En su relato, Luis describe que para sobrevivir hay que ganarse la confianza de los captores. Al final, el cártel decide matar a los que no se pliegan o no son útiles para sus propósitos.
"Yo reconozco a todos, fueron 14 en total, los sentaron en una choza frente a los dormitorios y les dijeron que no se movieran. A los demás nos sentaron en otra choza. Llegó una Cheyenne gris con placas de Estados Unidos y dos sujetos con pistolas tipo escuadra. Uno era El Greñas (muchacho de 20 ó 21, cara de niño, mano derecha de El Sapo) que les gritó a los que se querían ir: "A ver cabrones, pónganse a pelear todos contra todos", y comenzaron a hacerlo, el que cayera iba a morir. Al primero que cayó le decían La Jaina (chaparrito, 1.70, nariz grande, cara grande, güero, pelo por todos lados, indigente de Guadalajara) cayó noqueado de rodillas. Le dieron de balazos. Luego El Guachito, alto, narizón; cuando vio que le iban a tirar, gritó "¡nooo!" levantando las manos en señal de defensa. Le dieron dos balazos. Después Nopal, Toño, Chucho y El 18 abrieron fuego contra todos, entre ellos un ex policía.

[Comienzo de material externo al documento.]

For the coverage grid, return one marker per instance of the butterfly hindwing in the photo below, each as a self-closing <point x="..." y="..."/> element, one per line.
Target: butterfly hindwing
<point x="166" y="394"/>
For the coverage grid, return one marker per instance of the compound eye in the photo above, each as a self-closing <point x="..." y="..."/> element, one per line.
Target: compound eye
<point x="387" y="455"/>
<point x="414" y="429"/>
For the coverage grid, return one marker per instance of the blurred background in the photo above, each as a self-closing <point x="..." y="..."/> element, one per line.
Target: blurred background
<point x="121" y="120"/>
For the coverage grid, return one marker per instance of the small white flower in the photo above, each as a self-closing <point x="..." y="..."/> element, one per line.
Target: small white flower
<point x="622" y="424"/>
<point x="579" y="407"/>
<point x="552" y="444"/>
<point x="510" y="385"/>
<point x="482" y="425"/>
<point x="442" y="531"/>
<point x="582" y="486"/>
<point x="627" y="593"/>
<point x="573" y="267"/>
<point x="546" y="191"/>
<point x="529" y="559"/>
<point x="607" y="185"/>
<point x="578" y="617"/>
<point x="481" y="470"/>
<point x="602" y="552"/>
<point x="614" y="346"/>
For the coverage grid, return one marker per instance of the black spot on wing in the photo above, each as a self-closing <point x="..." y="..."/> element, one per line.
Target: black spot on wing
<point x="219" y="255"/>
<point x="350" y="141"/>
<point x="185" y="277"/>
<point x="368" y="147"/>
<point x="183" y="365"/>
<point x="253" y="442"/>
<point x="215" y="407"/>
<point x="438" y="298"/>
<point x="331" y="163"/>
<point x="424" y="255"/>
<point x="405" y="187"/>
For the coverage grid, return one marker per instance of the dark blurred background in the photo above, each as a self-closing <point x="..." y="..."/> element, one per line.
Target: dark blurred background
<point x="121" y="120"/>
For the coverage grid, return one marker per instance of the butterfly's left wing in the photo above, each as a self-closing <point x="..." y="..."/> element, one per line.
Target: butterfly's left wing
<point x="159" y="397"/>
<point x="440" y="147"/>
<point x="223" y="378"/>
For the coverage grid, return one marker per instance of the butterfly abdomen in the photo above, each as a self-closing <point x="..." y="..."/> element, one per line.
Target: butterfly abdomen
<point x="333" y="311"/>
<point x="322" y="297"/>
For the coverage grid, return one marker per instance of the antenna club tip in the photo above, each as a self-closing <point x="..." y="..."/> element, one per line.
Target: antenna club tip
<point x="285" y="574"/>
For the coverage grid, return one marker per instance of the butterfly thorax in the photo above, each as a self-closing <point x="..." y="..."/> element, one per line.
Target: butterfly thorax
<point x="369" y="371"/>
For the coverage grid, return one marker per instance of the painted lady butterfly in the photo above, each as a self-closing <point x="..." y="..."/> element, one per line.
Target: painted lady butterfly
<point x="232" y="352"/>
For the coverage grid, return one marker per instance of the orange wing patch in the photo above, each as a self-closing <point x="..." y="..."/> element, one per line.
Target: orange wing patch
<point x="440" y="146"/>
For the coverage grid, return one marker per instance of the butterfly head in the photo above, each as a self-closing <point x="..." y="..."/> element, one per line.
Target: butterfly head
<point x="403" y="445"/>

"Al último quedó un niño de 17 años con las manos metidas entre las piernas, cabeza agachada, meciéndose. Se acercaron a verlo porque quedó vivo. Le dijo El Pitayo: "Estos putos te dijeron que dijeras que te querías ir". Sacado de onda, respondió "ajá", y el muchacho pidió llorando "es que quiero ver a mi hermanita y mi mamá". Le dieron un balazo. Entre los muertos estaban Ignacio, que llegó conmigo el primer día, y Ernesto. Al taquero también le dieron un balazo por la espalda, siendo entonces ya 15 muertos. A los que por miedo no manifestamos querer irnos nos hicieron llevar los cuerpos. Duramos hora y media porque había unos muy pesados, teníamos que arrastrarlos para echarlos a los elotes".
Echarlos a "los elotes" es incinerarlos: en una zona boscosa aprovechaban las zanjas que hacen en la tierra las corrientes de agua que bajan entre pinos y encinos durante el temporal de lluvia. Ahí, sobre la tierra rojiza, echaban leña, luego los cuerpos, apilados y partidos, para prenderles fuego con gasolina, hasta que sólo quedaban huesos quemados y objetos de metal como hebillas y botones de pantalón.